Details
-
Bug
-
Resolution: Fixed
-
Major
-
None
-
None
-
2
-
9223372036854775807
Description
On 2.12, we observe a 30 GiB/s throughput, while on 2.15, we see 25 GiB/s.
Both perf captures and ftrace data (with the help of git blame) have led me down the path to a root cause:
commit d0337cab8e845efcdbfb9e26e573feb18f28e303 Author: Mr NeilBrown <neilb@suse.de> Date: Wed Dec 9 13:00:16 2020 +1100 LU-14195 osd: don't use set_fs() for ->fiemap() calls. ->fiemap() only accesses kernel-space data, so does not need, and never has needed, set_fs() calls. In Linux 5.10, these calls are deprecated. So remove the unnecessary code.
If I revert the above commit for LU-14195, the obdfilter-survey rewrite throughput is immediately restored.
Reverting this commit, performance is actually a bit improved to 31 GiB/s.
Note - Example obdfilter-survey command:
tests_str="write rewrite" nobjlo=1 nobjhi=1 thrlo=1024 thrhi=1024 rszlo=4096 rszhi=4096 size=524288 obdfilter-survey
–
After speaking with Alexander Boyko about this exact issue and the impact it will have once we move to a post 5.10 Linux kernel:
Petros Koutoupis 8:06 AM Hello. I do have a question though. Does it make sense to you how d0337cab8 would impact the obdflilter-survey rewrites (by that much too)? Alexander Boyko 8:18 AM yeap I had a discussion with team. obdfilter executes from ioctl and doesnot have KERNEL_DS Petros Koutoupis 8:18 AM I ask only because in 5.10 set_fs is deprecated ok Alexander Boyko 8:20 AM so without a revert it fall to copy_from_user, it returns EFAULT and fiemap handle this as worst case this should not affect general Lustre IO
More comments from Alexander:
Unfortunately the LU-14195 patch has a more serious impact on whole Lustre, not only obdfilter-survey.
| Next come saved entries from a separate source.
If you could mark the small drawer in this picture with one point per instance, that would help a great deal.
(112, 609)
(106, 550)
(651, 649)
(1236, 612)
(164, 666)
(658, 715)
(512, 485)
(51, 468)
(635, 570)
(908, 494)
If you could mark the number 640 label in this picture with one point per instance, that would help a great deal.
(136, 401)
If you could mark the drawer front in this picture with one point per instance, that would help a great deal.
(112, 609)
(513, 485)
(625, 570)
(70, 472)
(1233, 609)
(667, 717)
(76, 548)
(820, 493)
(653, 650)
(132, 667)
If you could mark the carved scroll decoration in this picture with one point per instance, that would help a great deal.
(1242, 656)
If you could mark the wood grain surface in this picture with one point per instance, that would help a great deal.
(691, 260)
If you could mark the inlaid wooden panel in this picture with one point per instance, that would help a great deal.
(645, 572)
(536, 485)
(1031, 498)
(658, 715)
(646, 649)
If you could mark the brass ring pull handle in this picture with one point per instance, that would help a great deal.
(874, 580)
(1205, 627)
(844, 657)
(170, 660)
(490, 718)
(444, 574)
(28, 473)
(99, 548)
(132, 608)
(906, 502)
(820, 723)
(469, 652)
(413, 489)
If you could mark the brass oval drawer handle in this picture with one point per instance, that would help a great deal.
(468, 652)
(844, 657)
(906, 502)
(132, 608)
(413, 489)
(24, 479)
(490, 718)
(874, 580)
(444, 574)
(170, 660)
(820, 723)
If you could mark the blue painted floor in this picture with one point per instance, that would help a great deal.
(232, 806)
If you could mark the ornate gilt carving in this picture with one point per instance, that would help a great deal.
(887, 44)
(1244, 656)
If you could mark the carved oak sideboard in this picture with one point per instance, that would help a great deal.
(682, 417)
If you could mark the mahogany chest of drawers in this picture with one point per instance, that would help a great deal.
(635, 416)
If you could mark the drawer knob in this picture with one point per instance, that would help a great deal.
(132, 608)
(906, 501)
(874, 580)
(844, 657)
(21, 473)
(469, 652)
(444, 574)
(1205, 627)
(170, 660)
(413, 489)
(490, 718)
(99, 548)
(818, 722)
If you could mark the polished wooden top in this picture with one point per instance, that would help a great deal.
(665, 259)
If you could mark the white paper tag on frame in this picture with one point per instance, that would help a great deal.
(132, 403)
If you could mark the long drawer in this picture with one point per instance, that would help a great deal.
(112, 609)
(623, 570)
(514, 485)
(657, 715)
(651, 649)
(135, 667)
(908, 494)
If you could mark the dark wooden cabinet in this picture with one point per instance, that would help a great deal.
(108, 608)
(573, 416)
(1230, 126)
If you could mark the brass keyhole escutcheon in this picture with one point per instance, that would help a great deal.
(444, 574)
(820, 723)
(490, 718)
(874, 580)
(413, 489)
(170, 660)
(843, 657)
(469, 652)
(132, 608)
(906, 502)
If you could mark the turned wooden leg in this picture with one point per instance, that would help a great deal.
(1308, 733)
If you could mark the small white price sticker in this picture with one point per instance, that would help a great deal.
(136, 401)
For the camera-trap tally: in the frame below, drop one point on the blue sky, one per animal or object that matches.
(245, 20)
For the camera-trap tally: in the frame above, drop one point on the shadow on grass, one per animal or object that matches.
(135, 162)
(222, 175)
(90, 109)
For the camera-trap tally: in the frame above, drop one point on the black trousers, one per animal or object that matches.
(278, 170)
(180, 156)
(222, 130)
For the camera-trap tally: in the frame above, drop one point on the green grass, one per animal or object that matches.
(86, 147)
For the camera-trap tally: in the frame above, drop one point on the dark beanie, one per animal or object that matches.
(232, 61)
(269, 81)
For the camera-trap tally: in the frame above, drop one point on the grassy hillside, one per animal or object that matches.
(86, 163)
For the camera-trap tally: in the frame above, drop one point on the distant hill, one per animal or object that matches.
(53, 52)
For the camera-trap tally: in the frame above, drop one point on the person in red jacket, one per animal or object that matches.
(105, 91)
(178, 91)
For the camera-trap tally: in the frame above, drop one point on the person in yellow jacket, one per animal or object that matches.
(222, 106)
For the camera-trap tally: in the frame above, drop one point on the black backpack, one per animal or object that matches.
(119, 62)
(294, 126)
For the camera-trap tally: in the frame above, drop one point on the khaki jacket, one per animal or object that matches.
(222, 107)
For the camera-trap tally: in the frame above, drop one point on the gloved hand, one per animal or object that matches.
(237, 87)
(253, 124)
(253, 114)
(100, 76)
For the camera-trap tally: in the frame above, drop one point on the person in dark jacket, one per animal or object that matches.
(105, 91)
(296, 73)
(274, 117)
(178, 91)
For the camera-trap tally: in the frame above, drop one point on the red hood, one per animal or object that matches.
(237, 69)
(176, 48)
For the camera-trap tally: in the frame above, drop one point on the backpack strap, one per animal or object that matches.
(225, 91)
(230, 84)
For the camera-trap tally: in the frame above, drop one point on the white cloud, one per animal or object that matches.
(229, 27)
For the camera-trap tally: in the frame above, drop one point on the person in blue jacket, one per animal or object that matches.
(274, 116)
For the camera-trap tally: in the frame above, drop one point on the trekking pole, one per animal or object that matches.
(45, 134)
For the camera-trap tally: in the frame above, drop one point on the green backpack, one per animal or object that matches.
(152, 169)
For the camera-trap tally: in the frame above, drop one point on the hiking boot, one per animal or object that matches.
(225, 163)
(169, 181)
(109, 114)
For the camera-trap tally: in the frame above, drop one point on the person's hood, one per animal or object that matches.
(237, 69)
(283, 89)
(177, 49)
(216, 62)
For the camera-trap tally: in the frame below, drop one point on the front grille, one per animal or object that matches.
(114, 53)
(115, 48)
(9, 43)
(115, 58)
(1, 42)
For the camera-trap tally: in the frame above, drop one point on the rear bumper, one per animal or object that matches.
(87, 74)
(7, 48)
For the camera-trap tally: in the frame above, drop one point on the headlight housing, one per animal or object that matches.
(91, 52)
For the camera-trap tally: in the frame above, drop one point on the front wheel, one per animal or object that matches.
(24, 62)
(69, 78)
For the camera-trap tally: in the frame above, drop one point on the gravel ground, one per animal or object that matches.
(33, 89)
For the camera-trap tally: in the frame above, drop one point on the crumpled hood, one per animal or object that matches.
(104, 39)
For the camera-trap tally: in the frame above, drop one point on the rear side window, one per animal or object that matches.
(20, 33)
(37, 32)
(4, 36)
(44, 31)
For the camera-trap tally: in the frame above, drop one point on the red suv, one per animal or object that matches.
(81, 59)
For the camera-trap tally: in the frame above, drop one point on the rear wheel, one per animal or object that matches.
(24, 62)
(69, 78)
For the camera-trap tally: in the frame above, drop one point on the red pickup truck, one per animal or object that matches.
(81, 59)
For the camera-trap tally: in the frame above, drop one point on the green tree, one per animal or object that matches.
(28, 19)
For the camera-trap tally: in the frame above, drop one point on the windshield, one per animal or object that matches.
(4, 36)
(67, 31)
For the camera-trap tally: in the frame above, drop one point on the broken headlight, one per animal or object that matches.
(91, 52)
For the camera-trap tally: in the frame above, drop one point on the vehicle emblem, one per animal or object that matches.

Yesterday I discussed it with Andrew Perepechko, the current idea is
ldiskfs_fiemap..()->..->copy_to_user()
returns EFAULT. EFAULT leads to unmapped block logic, so Lustre would call block allocator, calculate grants, call quota logic for overwrite. All Lustre ioctl requests are affected. There is no simple way for fixing it at new kernels, since all parts with set_fs() were changed to ITER_KVEC. But using set_fs() for fiemap is only Lustre trick, and internal fiemap logic does not support iterator. I think LU-14195 should be reverted until 5.x kernel.